People Parts

angel statue watching over people parts
by Roppotucha Greenberg

Pamela, my daughter, doesn’t come because she isn’t into graves lately (or Wordsworth or her maths homework), which is a shame. It’s been a year and I’ve grown a nice kitchenette beside the headstone. You know the way it is. At first, you seep. You squelch through the dark, straining at every molecule in your path. You’re so slow the dandelion seeds are mocking you. It’s dark, but they’re right behind the nearest clod of earth: hard, alive, busy growing. You crawl upwards, and you’re less than the puffs of gas you use for transport, less than the particles that giggle in tiny galaxies. Once you reach the surface, you know everything: how to stay quiet, how to stir translucent tea in an invisible cup, and how to grow non-places around you.

I have a kitchenette, and I’ve had to get a couple of rooms. When that daughter of mine finally shows up, she can pick those two up. They’re hard work. I have the big one washing clothes. She’s stubborn and dissipates all the time.

‘But why’, she says as she rattles the washboard. ‘why, why?’

I don’t know.

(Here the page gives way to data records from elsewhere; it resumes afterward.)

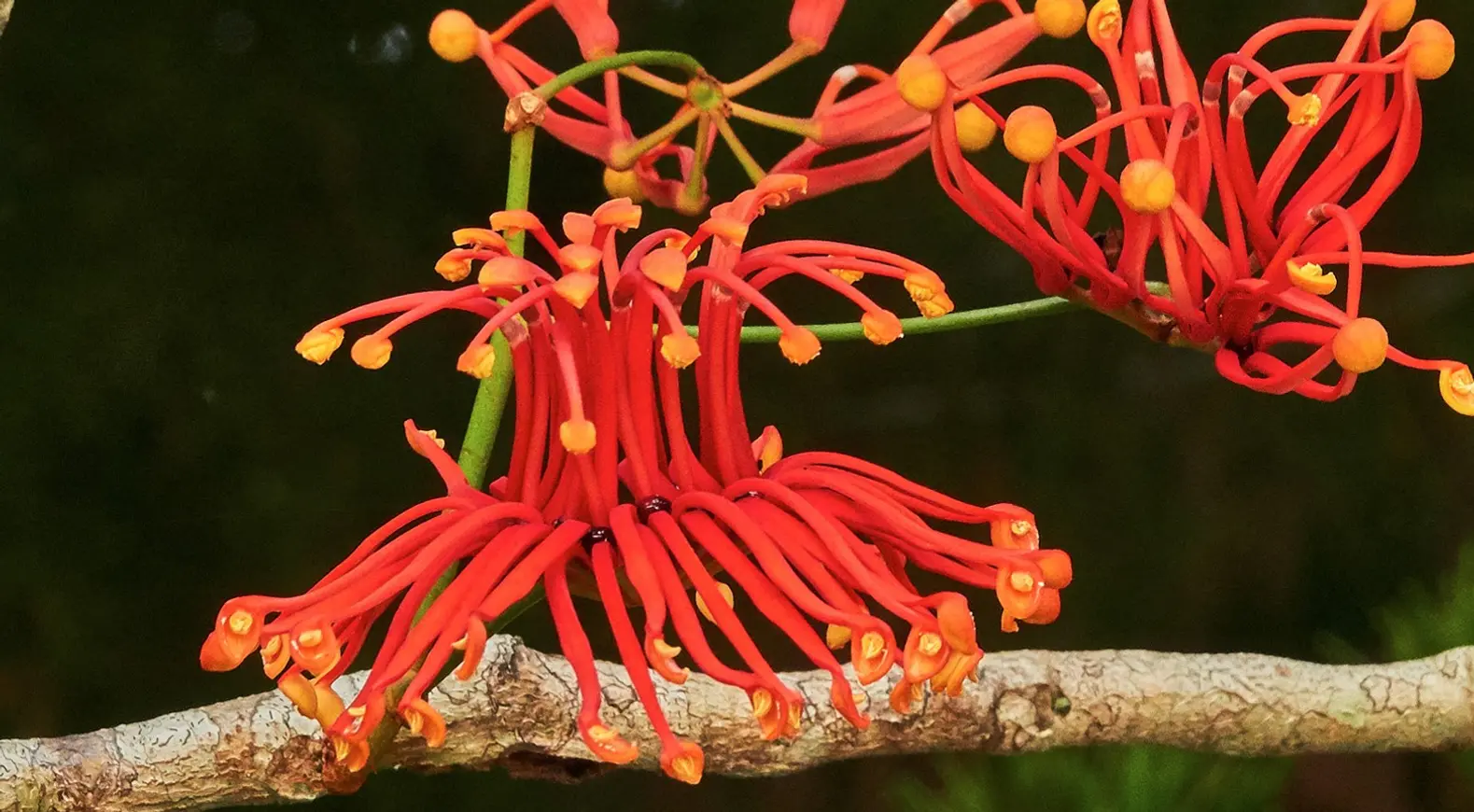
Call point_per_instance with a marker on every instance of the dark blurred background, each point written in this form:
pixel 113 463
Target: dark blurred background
pixel 188 185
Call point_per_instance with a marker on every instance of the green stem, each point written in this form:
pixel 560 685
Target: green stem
pixel 598 66
pixel 917 326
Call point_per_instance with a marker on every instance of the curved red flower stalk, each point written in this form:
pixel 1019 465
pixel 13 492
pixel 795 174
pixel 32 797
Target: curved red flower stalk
pixel 1255 285
pixel 609 494
pixel 888 109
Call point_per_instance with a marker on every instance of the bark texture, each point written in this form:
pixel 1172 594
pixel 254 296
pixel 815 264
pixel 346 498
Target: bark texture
pixel 518 712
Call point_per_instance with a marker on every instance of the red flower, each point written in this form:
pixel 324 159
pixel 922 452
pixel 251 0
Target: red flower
pixel 1260 285
pixel 609 494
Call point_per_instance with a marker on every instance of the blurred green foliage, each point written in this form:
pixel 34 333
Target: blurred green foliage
pixel 188 185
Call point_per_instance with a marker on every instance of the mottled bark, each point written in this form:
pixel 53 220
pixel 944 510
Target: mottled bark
pixel 519 707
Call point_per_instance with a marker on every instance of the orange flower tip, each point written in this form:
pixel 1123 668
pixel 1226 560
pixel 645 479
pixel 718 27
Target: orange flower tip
pixel 921 83
pixel 423 721
pixel 836 637
pixel 451 267
pixel 372 351
pixel 478 361
pixel 1430 49
pixel 478 238
pixel 328 707
pixel 880 326
pixel 504 272
pixel 577 435
pixel 680 350
pixel 936 307
pixel 1456 386
pixel 419 438
pixel 301 692
pixel 1148 186
pixel 351 753
pixel 1311 277
pixel 1305 111
pixel 1361 345
pixel 1060 18
pixel 608 745
pixel 1029 134
pixel 727 595
pixel 665 267
pixel 1048 610
pixel 923 287
pixel 318 345
pixel 766 450
pixel 581 259
pixel 975 129
pixel 905 694
pixel 799 345
pixel 577 289
pixel 217 656
pixel 455 35
pixel 1397 14
pixel 684 763
pixel 1102 22
pixel 728 229
pixel 623 213
pixel 623 183
pixel 514 220
pixel 1056 567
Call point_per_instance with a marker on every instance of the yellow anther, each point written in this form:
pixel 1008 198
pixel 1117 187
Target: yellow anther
pixel 936 307
pixel 478 238
pixel 975 129
pixel 1361 345
pixel 665 267
pixel 761 702
pixel 455 35
pixel 727 595
pixel 577 289
pixel 241 621
pixel 1029 134
pixel 583 259
pixel 1060 18
pixel 1430 49
pixel 799 345
pixel 577 435
pixel 478 361
pixel 921 83
pixel 453 269
pixel 880 326
pixel 836 637
pixel 1397 14
pixel 623 183
pixel 680 350
pixel 1305 111
pixel 1148 186
pixel 1102 24
pixel 921 287
pixel 372 351
pixel 318 345
pixel 1311 277
pixel 1456 386
pixel 1022 581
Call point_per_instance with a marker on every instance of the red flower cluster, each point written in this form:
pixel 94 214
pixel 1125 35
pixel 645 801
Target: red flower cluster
pixel 1242 248
pixel 608 493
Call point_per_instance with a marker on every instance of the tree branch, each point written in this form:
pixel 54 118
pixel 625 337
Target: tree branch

It happened. One moment I was walking home and next I was seeping like gas.

‘Why, why.’

‘That’s good. Keep scrubbing, and never mind your why.’

I did have trouble focusing. They said: ‘ground yourself, count ten things around you’, and I did: two magpies for joy, two shoes on the wire, three glass shards on the ground, one truck… Maybe I was too present. Or maybe it’s nothing, not a dose of dying at all but a touch of lostness, a drop of a snake-skin. The real me might still be out there counting.  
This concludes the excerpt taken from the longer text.